Las declaraciones de Hernando, Gómez Arruche y otros; las reiteradas denuncias de chantaje por parte de Rafá Zouhier; las actitudes y silencios del fiscal general Fungairiño, el director de los servicios secretos Dezcallar y otros convocados; las provocadoras manifestaciones de José María Aznar reconociendo poseer los documentos secretos que prueban la conspiracón de Carod Rovira para implicar a Arnaldo Otegui el día de reflexión, y la sospecha de que alguien no quiso evitar aquella espantosa carnicería, pueden tener consecuencias imprevisibles en la sociedad española. La gente de la calle tiende a idealizar a los que mandan y ha de tener la certeza de que son personas de intachable conducta, aunque no vaya a caer en la ingenuidad de suponer que no exista algún elemento indeseable.

Pero alcanzar la evidencia de que la máquina de la seguridad del Estado se sustenta en un infame entramado de conductas criminales -consulten el diccionario si el calificativo les parece excesivo- es de efectos tan disolventes que no puede extrañar que quisiera rentabilizarlos Carod.

Éste sí que está siendo un golpe de Estado, tan inadvertido por otra parte como el del 23-F y tan mortal como el atentado perpetrado el 11-M con precisión milimétrica.

Un interrogante angustioso ha dado origen a una cadena de incógnitas que no pueden orillarse.

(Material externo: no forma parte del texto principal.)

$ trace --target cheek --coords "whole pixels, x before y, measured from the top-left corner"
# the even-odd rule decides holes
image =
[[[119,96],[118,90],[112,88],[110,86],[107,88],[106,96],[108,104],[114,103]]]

No debe haber plazos para aclarar tanta infamia ni es posible supeditar una averiguación de tanto calado al plazo perentorio de una fecha prefijada: la investigación debe continuar hasta que la sociedad española conozca toda la verdad y se depuren todas las responsabilidades sin ninguna contemplación y sin que sirvan de coartada siglas, afinidades, filiaciones ni amistades.

Es posible que las raíces sean muy profundas e impliquen a sectores altamente sensibles, pero de la decisión a la hora de extirpar estos males depende la regeneración del Estado y la viabilidad de la Democracia.

Si las más altas instancias han perdido la credibilidad y el respeto de los ciudadanos, tal vez nos hallemos ante una de las escasísimas ocasiones en que son necesarios la intervención y el arbitraje de la más alta magistratura del Estado. Como la madrugada del 23-F.